Not until the 1970’s did the sport take off. The popularity of paragliding arose when pilots in the French town of Mieussy successfully launched the wing by running down the hillsides of the Alps. Andre Bohn and Gerard Bosson were mostly responsible for developing the sport into how it is today. Bosson introduced paragliding at the 1979 World Hang Gliding Championships. It was not long until paragliding schools were opening up around the world.

From the 1980s, equipment has continued to improve, and the number of paragliding pilots and established sites has continued to increase. The first (unofficial) Paragliding World Championship was held in Verbier, Switzerland, in 1987, though the first officially sanctioned FAI World Paragliding Championship was held in Kössen, Austria, in 1989.

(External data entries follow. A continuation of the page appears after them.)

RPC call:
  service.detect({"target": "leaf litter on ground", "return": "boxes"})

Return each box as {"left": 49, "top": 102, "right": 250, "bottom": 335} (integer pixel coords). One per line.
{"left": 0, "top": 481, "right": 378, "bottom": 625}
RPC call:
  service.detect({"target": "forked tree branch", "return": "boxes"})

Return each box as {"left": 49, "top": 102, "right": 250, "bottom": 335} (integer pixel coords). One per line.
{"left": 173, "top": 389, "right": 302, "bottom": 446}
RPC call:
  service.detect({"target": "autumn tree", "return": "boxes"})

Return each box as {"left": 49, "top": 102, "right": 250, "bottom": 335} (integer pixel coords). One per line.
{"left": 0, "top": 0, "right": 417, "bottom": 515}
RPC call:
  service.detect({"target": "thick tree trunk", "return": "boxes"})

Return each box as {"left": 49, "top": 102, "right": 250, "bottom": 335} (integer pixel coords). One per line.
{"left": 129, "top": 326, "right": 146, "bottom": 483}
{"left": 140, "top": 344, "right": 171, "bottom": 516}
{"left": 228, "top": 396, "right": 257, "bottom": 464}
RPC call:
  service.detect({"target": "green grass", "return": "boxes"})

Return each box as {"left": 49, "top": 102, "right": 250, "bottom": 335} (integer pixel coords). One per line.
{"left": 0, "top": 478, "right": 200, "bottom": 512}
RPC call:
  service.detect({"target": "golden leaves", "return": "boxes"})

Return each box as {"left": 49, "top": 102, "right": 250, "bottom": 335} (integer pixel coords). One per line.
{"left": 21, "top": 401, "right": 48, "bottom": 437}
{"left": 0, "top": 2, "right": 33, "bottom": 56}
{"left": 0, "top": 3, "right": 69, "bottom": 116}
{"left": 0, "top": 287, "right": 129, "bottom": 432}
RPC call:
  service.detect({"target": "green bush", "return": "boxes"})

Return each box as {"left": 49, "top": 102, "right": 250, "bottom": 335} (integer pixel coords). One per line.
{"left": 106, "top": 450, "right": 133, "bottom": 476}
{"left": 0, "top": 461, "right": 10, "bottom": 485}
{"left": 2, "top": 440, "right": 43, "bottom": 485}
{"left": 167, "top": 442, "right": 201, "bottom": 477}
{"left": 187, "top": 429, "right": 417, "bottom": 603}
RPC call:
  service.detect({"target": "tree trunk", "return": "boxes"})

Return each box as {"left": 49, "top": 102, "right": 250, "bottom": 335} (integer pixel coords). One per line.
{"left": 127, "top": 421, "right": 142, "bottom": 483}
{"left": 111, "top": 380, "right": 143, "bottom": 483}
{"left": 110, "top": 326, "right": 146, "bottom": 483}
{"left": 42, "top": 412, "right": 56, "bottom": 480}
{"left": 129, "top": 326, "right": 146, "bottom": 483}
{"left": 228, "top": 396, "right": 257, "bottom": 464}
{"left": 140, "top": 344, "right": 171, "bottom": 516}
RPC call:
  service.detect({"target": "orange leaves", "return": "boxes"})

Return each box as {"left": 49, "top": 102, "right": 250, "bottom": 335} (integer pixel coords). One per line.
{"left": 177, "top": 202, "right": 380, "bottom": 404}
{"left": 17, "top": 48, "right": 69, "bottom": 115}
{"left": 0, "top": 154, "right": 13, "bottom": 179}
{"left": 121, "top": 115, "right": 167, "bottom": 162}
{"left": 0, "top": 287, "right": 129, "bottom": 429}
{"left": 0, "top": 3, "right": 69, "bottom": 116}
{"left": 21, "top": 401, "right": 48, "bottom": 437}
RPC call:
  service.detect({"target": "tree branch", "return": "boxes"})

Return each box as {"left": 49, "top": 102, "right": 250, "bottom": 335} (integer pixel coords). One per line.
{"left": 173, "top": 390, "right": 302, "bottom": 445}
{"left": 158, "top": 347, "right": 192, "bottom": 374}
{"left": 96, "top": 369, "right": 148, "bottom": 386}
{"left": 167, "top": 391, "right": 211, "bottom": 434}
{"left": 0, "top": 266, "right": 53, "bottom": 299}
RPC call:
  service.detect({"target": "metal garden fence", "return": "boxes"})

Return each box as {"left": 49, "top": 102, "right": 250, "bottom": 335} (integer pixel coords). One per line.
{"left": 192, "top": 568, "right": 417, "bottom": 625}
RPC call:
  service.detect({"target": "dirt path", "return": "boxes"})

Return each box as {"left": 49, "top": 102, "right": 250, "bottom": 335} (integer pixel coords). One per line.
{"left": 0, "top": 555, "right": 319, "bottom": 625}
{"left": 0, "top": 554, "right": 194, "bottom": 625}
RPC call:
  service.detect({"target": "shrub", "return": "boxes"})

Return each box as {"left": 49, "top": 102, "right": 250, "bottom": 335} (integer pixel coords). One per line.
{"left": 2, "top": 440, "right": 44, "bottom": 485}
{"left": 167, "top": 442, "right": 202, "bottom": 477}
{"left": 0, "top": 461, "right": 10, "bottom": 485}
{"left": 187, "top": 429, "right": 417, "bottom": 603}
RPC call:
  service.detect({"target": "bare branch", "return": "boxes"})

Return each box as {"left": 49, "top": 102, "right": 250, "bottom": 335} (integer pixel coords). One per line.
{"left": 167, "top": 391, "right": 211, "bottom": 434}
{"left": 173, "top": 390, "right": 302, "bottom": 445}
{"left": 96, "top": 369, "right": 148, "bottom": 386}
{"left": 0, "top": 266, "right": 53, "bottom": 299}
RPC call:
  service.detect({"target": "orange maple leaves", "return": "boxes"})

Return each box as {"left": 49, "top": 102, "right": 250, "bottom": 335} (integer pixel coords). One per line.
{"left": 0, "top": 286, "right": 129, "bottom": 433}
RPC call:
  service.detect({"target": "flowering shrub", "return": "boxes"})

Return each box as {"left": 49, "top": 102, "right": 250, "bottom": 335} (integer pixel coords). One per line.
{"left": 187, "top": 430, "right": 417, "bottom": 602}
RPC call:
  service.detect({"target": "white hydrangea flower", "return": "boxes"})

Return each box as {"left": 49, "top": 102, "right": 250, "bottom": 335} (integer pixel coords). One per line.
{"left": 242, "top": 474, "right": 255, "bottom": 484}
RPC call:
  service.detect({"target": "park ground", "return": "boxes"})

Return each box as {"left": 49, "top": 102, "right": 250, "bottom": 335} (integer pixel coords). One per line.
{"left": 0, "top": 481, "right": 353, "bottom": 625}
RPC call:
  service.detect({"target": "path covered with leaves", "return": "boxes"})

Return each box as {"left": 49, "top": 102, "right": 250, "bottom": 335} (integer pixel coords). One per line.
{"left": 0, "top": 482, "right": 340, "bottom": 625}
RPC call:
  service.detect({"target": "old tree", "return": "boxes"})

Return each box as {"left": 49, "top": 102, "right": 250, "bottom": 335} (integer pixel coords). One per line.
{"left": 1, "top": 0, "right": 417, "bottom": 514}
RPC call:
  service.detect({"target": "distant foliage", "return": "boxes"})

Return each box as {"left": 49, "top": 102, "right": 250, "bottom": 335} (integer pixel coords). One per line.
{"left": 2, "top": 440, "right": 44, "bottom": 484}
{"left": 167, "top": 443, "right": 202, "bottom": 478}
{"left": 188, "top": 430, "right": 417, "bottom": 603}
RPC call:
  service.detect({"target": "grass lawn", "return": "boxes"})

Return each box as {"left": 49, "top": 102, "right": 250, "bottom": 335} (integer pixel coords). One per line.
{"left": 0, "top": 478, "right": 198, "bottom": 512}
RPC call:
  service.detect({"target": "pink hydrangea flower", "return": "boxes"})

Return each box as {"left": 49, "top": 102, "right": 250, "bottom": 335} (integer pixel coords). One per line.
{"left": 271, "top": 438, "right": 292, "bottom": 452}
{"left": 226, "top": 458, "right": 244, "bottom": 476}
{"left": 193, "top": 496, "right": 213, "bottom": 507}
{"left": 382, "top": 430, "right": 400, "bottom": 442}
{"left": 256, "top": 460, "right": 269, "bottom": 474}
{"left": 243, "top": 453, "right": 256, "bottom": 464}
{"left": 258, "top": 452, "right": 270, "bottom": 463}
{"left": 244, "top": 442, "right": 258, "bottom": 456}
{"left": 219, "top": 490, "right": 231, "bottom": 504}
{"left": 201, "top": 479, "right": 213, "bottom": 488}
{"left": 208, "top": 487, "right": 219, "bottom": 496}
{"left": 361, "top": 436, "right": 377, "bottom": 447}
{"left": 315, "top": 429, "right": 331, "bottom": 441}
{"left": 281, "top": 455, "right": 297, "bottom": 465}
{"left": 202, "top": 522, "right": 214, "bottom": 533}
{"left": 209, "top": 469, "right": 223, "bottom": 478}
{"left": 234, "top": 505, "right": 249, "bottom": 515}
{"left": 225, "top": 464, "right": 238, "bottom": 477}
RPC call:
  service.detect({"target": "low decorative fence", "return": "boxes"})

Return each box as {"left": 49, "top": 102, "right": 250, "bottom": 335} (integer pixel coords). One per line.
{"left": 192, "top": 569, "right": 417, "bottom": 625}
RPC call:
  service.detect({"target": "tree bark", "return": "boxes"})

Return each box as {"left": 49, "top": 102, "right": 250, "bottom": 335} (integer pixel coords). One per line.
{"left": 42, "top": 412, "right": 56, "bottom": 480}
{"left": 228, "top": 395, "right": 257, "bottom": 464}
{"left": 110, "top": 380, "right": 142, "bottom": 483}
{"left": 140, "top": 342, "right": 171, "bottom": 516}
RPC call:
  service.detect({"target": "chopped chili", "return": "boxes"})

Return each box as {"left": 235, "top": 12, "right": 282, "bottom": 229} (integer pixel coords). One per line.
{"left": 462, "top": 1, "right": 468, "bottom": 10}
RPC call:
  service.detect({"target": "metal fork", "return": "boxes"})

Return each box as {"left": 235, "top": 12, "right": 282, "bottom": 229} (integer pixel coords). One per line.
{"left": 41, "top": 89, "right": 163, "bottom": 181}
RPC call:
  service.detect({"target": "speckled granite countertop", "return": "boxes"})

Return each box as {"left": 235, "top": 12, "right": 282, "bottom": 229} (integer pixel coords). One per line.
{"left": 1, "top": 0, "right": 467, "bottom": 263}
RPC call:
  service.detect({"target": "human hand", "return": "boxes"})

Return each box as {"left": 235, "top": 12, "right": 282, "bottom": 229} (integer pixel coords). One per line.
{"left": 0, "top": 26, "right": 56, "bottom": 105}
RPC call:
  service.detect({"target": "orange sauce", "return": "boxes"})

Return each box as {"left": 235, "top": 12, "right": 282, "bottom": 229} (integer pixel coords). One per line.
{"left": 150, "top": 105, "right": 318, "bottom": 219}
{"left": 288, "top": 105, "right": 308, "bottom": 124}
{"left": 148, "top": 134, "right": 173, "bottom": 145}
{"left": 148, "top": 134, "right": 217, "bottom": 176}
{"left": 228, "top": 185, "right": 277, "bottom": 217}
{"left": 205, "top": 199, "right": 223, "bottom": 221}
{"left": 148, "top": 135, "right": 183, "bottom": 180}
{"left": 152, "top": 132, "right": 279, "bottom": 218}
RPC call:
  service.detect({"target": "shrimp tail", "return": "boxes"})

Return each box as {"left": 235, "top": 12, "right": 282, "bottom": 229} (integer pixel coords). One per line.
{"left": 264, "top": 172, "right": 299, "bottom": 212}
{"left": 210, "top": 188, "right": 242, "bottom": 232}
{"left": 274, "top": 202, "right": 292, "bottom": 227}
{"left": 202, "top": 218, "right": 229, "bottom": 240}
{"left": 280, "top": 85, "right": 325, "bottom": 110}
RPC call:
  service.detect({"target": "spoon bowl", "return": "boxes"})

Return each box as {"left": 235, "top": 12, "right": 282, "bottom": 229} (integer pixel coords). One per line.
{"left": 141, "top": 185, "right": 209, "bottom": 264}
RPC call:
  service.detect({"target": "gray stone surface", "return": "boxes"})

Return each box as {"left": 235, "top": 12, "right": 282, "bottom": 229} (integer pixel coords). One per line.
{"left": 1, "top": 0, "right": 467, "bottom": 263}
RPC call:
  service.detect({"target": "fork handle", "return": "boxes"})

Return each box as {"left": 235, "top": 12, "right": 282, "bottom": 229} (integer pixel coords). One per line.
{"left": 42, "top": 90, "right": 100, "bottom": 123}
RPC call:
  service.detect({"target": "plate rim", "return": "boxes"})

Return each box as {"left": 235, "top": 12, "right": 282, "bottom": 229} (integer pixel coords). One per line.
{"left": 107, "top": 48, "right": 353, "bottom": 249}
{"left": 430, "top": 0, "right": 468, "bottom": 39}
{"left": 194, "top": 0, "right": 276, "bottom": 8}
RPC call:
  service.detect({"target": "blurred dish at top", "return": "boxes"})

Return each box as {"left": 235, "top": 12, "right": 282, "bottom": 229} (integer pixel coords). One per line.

Europe has seen the greatest growth in paragliding, with France alone registering in 2011 over 25,000 active pilots.

The farthest straight distance flight by a female paraglider is 402 km (249.79 miles) achieved by Seiko Fukuoka-Naville (France) when she piloted her Ozone Enzo 2 paraglider in Deniliquin, NSW, Australia, on 9 December 2015 – Seiko Fukuoka-Naville had previously set the record with a flight of 336 km.

The farthest straight distance achieved by a male paraglider is 514 km (319.39 miles) by Frank Brown, Marcelo Prieto and Donizete Lemos (all Brazil) flying from Tacima to Monsenhor Tabosa, Paraíba, Brazil, on 9 October 2015. The three paragliders set off together at dawn and flew for 11 hours using the daylight available to them to cover as much distance as possible.

The greatest height gained in a paraglider by a female is 4,325 m (14,189 ft) by Kat Thurston (UK) over Kuruman, South Africa on 1 January 1996.

The height gain record is 4,526 m (14,849 ft) by Robbie Whittall (GB) at Brandvlei, South Africa on 6 January 1993.

The record for most continuous loops with a paraglide is 568 and was achieved by Horacio LLorens (Spain), near Obero, Escuintla, Guatemala, on 8 December 2012.

The oldest person to paraglide (male) is Janusz Orlowski (Poland) at 91 years and 189 days ( b. 14 January 1926) in Brzeska Wola, Poland, on 22 July 2017.